8. Compartmentalize. There are times when you simply have to put these things down and take care of other business. If you do not compartmentalize, it can lead to a paralysis of action. By compartmentalizing, I mean, just shut part of that world out for a time.
9. Remember that people are watching you. By your actions and reactions, you are giving them a life lesson.
10. Understand that a crisis will often make you as a shepherd-leader. What someone meant for evil, God will have meant for good to prepare you for the next leg of your journey.
Let me add a few things that I, too, have learned from difficult situations.
First, no matter what happens, forgive. Do not hold a hurt done to you over someone's head. You can forgive without forgetting. Forgiving is a choice. A heart unwilling to forgive is a heart unable to receive the life-sustaining grace of God.

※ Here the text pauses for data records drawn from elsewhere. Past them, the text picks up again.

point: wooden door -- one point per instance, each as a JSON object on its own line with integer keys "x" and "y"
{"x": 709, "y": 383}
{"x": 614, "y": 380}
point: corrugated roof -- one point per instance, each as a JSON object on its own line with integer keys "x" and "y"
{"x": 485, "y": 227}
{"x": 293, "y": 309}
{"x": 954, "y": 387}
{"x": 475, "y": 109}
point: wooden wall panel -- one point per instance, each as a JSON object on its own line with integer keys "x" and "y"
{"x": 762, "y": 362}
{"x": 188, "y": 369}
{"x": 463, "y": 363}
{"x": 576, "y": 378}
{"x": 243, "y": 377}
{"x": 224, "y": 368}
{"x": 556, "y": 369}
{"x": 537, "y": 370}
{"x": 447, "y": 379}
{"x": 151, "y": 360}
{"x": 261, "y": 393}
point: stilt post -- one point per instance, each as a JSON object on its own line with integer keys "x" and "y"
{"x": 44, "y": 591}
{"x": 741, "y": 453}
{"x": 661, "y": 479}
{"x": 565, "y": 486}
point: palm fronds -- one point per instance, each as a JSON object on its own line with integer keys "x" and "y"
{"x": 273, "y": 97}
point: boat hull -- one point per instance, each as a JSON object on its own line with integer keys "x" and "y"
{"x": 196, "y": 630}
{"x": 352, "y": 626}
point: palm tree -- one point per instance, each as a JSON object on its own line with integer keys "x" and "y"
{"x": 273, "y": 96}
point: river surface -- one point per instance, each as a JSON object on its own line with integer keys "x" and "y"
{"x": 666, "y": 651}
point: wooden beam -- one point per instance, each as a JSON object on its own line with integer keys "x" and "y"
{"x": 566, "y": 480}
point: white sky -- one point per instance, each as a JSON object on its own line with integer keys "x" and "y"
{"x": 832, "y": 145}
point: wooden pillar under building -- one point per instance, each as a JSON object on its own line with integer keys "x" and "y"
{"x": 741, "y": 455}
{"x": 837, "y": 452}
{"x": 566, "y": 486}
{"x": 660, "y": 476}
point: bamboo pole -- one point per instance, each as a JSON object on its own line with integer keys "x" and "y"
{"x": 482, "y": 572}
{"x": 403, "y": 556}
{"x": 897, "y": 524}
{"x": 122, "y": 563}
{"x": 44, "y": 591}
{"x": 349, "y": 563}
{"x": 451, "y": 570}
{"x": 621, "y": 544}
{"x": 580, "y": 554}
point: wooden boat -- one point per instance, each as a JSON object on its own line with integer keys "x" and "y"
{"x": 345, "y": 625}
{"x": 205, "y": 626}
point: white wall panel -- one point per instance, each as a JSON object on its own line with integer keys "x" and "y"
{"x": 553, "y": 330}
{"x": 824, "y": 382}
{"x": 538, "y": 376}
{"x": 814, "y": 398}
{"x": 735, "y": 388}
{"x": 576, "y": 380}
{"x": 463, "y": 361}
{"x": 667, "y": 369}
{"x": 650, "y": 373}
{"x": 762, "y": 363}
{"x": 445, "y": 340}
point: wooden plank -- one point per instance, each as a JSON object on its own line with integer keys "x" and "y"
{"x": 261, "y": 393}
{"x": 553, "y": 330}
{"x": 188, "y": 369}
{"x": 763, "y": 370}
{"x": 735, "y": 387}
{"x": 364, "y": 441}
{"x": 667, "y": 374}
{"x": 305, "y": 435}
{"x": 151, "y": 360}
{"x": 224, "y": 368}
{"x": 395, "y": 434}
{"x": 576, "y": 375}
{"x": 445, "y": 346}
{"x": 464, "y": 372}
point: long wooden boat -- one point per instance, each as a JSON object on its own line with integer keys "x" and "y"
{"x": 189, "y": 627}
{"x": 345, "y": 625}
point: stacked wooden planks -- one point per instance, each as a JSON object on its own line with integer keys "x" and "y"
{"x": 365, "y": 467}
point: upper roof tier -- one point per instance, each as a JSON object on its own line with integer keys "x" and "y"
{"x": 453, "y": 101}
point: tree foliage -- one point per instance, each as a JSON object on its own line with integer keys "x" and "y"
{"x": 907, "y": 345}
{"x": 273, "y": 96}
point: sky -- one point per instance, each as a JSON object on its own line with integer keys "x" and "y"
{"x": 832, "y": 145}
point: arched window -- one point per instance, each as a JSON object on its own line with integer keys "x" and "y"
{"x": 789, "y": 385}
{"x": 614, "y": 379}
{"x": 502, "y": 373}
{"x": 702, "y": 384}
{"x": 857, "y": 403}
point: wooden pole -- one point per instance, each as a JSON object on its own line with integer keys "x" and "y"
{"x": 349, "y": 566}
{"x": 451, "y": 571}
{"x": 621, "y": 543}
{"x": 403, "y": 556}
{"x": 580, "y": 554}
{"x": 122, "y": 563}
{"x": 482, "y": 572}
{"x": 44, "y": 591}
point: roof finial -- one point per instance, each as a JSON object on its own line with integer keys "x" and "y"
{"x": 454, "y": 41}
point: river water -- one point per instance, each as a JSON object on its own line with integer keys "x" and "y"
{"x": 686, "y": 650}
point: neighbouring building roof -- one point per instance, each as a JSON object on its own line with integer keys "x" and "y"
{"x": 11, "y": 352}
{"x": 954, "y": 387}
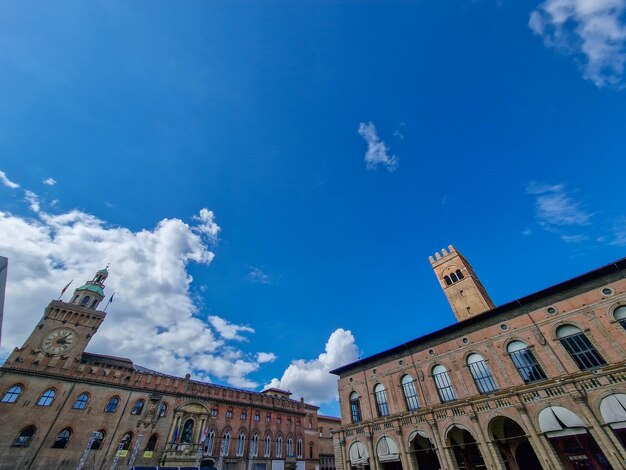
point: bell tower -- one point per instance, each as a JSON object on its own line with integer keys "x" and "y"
{"x": 65, "y": 329}
{"x": 459, "y": 282}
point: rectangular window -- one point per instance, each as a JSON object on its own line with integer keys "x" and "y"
{"x": 482, "y": 376}
{"x": 444, "y": 386}
{"x": 355, "y": 408}
{"x": 410, "y": 393}
{"x": 527, "y": 365}
{"x": 582, "y": 351}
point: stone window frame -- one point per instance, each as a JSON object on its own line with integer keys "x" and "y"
{"x": 19, "y": 395}
{"x": 587, "y": 332}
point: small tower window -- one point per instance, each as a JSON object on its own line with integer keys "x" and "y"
{"x": 137, "y": 408}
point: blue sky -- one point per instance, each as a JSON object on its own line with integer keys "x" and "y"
{"x": 336, "y": 145}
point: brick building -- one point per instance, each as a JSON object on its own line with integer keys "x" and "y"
{"x": 58, "y": 400}
{"x": 539, "y": 382}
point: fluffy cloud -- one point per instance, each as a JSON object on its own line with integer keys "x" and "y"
{"x": 555, "y": 207}
{"x": 153, "y": 319}
{"x": 377, "y": 153}
{"x": 311, "y": 379}
{"x": 592, "y": 30}
{"x": 258, "y": 276}
{"x": 7, "y": 182}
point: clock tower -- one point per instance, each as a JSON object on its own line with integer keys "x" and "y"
{"x": 61, "y": 336}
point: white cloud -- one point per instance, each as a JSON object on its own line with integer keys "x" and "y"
{"x": 377, "y": 153}
{"x": 229, "y": 330}
{"x": 153, "y": 319}
{"x": 7, "y": 182}
{"x": 592, "y": 30}
{"x": 33, "y": 200}
{"x": 257, "y": 275}
{"x": 555, "y": 207}
{"x": 311, "y": 379}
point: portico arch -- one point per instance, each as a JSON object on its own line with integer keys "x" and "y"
{"x": 513, "y": 444}
{"x": 568, "y": 434}
{"x": 465, "y": 449}
{"x": 423, "y": 453}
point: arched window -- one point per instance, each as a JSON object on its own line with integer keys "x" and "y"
{"x": 279, "y": 447}
{"x": 525, "y": 362}
{"x": 209, "y": 444}
{"x": 299, "y": 453}
{"x": 620, "y": 315}
{"x": 267, "y": 449}
{"x": 355, "y": 407}
{"x": 579, "y": 347}
{"x": 81, "y": 401}
{"x": 24, "y": 437}
{"x": 255, "y": 445}
{"x": 481, "y": 373}
{"x": 62, "y": 439}
{"x": 187, "y": 434}
{"x": 137, "y": 408}
{"x": 112, "y": 405}
{"x": 126, "y": 440}
{"x": 152, "y": 443}
{"x": 443, "y": 383}
{"x": 225, "y": 443}
{"x": 410, "y": 393}
{"x": 97, "y": 441}
{"x": 12, "y": 394}
{"x": 47, "y": 397}
{"x": 381, "y": 400}
{"x": 241, "y": 440}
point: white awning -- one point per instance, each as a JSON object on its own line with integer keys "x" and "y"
{"x": 613, "y": 410}
{"x": 387, "y": 449}
{"x": 556, "y": 420}
{"x": 358, "y": 454}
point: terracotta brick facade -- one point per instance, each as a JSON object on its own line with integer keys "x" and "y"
{"x": 89, "y": 393}
{"x": 536, "y": 383}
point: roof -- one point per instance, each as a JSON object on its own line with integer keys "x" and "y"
{"x": 614, "y": 268}
{"x": 92, "y": 288}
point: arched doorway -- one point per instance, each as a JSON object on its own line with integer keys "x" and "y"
{"x": 359, "y": 458}
{"x": 567, "y": 433}
{"x": 613, "y": 411}
{"x": 207, "y": 464}
{"x": 465, "y": 449}
{"x": 423, "y": 452}
{"x": 388, "y": 454}
{"x": 513, "y": 445}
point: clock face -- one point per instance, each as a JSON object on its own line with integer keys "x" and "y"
{"x": 59, "y": 341}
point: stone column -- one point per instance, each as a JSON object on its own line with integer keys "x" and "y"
{"x": 372, "y": 452}
{"x": 611, "y": 452}
{"x": 404, "y": 458}
{"x": 446, "y": 457}
{"x": 540, "y": 444}
{"x": 486, "y": 449}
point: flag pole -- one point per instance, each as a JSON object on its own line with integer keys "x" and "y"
{"x": 110, "y": 300}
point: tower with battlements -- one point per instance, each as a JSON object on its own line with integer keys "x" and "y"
{"x": 459, "y": 282}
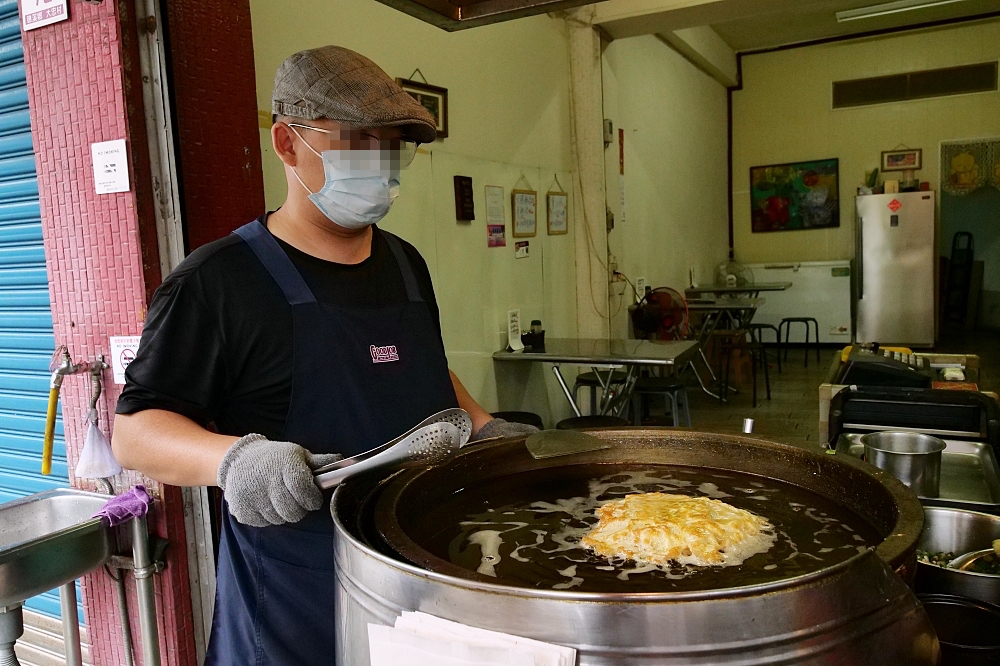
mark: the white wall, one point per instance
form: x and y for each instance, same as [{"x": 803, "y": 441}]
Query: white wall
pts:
[
  {"x": 674, "y": 117},
  {"x": 784, "y": 114}
]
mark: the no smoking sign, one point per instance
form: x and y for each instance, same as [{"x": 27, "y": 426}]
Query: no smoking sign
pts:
[{"x": 123, "y": 351}]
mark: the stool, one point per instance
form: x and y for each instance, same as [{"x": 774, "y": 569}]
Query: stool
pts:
[
  {"x": 755, "y": 334},
  {"x": 527, "y": 418},
  {"x": 673, "y": 393},
  {"x": 786, "y": 324},
  {"x": 755, "y": 349},
  {"x": 590, "y": 380},
  {"x": 588, "y": 422}
]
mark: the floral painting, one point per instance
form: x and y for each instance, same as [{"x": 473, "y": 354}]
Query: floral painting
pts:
[
  {"x": 966, "y": 167},
  {"x": 799, "y": 195}
]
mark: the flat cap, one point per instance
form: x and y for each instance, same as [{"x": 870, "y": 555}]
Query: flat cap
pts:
[{"x": 337, "y": 83}]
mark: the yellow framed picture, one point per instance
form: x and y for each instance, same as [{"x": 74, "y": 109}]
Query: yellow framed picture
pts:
[{"x": 524, "y": 204}]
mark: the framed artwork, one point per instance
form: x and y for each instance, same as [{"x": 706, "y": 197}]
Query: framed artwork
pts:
[
  {"x": 557, "y": 205},
  {"x": 906, "y": 159},
  {"x": 525, "y": 207},
  {"x": 432, "y": 98},
  {"x": 797, "y": 195}
]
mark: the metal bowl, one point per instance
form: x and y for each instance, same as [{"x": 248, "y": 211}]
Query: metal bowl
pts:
[
  {"x": 913, "y": 458},
  {"x": 957, "y": 531}
]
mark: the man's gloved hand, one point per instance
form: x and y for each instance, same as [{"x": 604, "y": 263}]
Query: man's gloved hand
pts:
[
  {"x": 270, "y": 483},
  {"x": 501, "y": 428}
]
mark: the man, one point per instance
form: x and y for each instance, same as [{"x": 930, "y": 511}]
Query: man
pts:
[{"x": 306, "y": 335}]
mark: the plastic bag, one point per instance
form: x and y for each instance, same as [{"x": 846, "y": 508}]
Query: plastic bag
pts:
[{"x": 96, "y": 460}]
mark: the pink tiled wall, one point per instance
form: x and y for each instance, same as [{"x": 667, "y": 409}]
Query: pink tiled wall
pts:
[{"x": 101, "y": 252}]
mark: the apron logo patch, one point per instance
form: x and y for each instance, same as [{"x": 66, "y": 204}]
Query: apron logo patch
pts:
[{"x": 385, "y": 354}]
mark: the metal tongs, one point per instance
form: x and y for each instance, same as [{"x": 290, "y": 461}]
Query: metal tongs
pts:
[{"x": 431, "y": 442}]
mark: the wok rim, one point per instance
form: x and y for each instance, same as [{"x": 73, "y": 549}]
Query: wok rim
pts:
[{"x": 898, "y": 546}]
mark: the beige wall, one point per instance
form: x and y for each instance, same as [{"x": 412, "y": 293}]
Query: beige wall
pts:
[
  {"x": 784, "y": 114},
  {"x": 510, "y": 117},
  {"x": 674, "y": 117}
]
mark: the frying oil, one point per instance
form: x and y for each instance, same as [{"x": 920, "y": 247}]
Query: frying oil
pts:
[{"x": 533, "y": 539}]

Second, refuse to be preoccupied with the past. Be grateful for what God is doing now and look forward with anticipation to what He will do in the days ahead.
Third, understand that no matter what happens to you, God either permitted the circumstances, or He will override the circumstances. At times, He caused the circumstances to prepare you for your next assignment in life. Do you think Moses ever fretted during his 39th year in the wilderness or if he had any idea that God was preparing him for his greatest assignment?
Finally, never forget, our lives with all the twists and turns, are in God's hands. He is God and we are not. He is ultimately the one who rights all wrongs and it is sufficient to leave these things in His hands.
At some point you will be hurt by someone in the church. How will you respond?